Earlier this year, it was announced that every atomic clock on board an existing satellite in the system had failed. The launch of IRNSS-1H was part of a project to replace the mostly-redundant satellite.
However, IRNSS-1H imploded ten minutes after take-off from the Satish Dhawan Space Centre in Andhra Pradesh, southeastern India.
The satellite was being carried by India’s 'premier' rocket, the Polar Satellite Launch Vehicle. The rocket is a pillar of India’s space programme, having launched more than 40 times. It has carried probes to the Moon and Mars, put India’s first space observatory into orbit and launched 17 foreign satellites, including for the UK.
This week’s botched launch is the most serious failure of a Polar Satellite Launch Vehicle since its beginnings in 1993.
“[The] satellite got separated internally but it imploded with the heat shield, in the fourth stage itself,” ISRO chairman AS Kiran Jumar told a news conference.

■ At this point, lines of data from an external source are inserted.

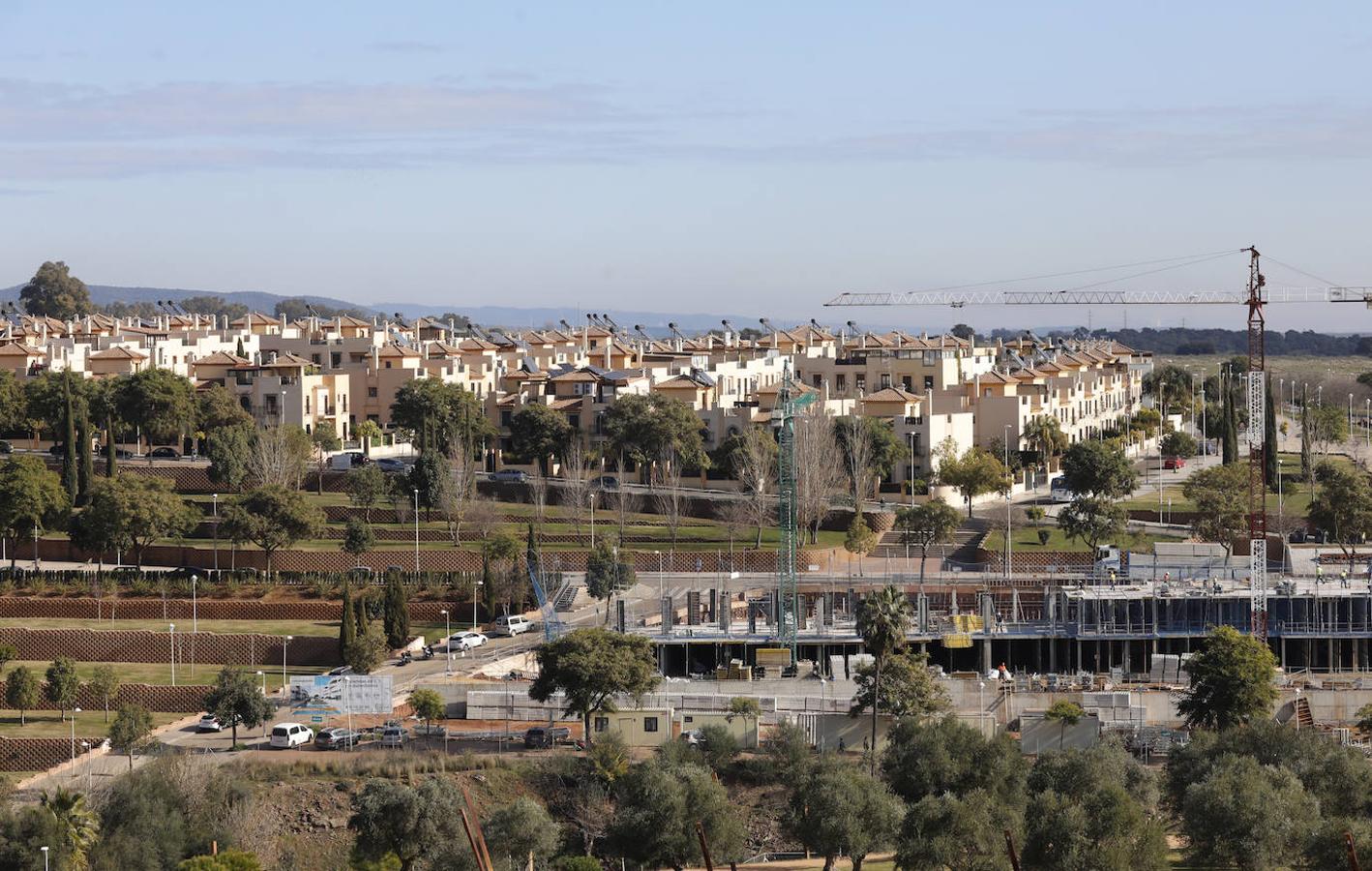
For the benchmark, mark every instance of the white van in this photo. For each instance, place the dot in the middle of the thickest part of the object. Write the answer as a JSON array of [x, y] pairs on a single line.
[[511, 624], [285, 736]]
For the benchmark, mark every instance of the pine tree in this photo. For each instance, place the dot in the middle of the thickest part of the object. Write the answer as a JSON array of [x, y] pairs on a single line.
[[1269, 439], [347, 627]]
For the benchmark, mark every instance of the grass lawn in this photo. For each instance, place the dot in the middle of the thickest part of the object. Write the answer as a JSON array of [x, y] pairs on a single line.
[[161, 673], [1027, 539], [228, 627], [48, 723]]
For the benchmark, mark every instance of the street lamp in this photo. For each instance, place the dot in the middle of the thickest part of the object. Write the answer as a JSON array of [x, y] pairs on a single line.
[[1007, 502], [447, 633], [75, 712], [216, 509], [347, 704], [195, 623], [288, 638]]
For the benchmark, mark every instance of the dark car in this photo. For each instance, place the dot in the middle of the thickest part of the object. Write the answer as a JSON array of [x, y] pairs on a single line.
[[547, 736], [337, 738]]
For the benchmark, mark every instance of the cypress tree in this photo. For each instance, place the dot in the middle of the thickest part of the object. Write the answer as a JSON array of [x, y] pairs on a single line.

The heat shield, a cone-like structure at the head of the rocket, is intended to protect the satellite from the intense heat generated by air resistance during take-off. Once the satellite leaves Earth’s atmosphere and enters orbit, the heat shield – then unnecessary – is meant to fall away from the satellite.
IRNSS-1H would have been the eighth navigation satellite launched, intended to join the seven similar satellites in geostationary orbit in the Indian Regional Navigation Satellite System (IRNSS), or 'NAVIC' (NAVigation with Indian Constellation).
The system will provide real-time positioning and timing services across India and the region 1500km around it for civilian and “restricted” (military) use. IRNSS could provide accuracy of better than 10m on land and 20m in the Indian Ocean.
The system is expected to be fully operational from early 2018, but is already being used to help navigate aerial and marine routes in India, as well as in disaster management and to track vehicles around the country. In the future, ISRO aims to extend its range by increasing the number of satellites in the system from seven to 11.
With the launch of further satellites, India’s positioning system could eventually prove a serious competitor to other, long established systems, such as the US’ GPS, Europe’s Galileo, Russia’s GLONASS and China’s Beidou systems.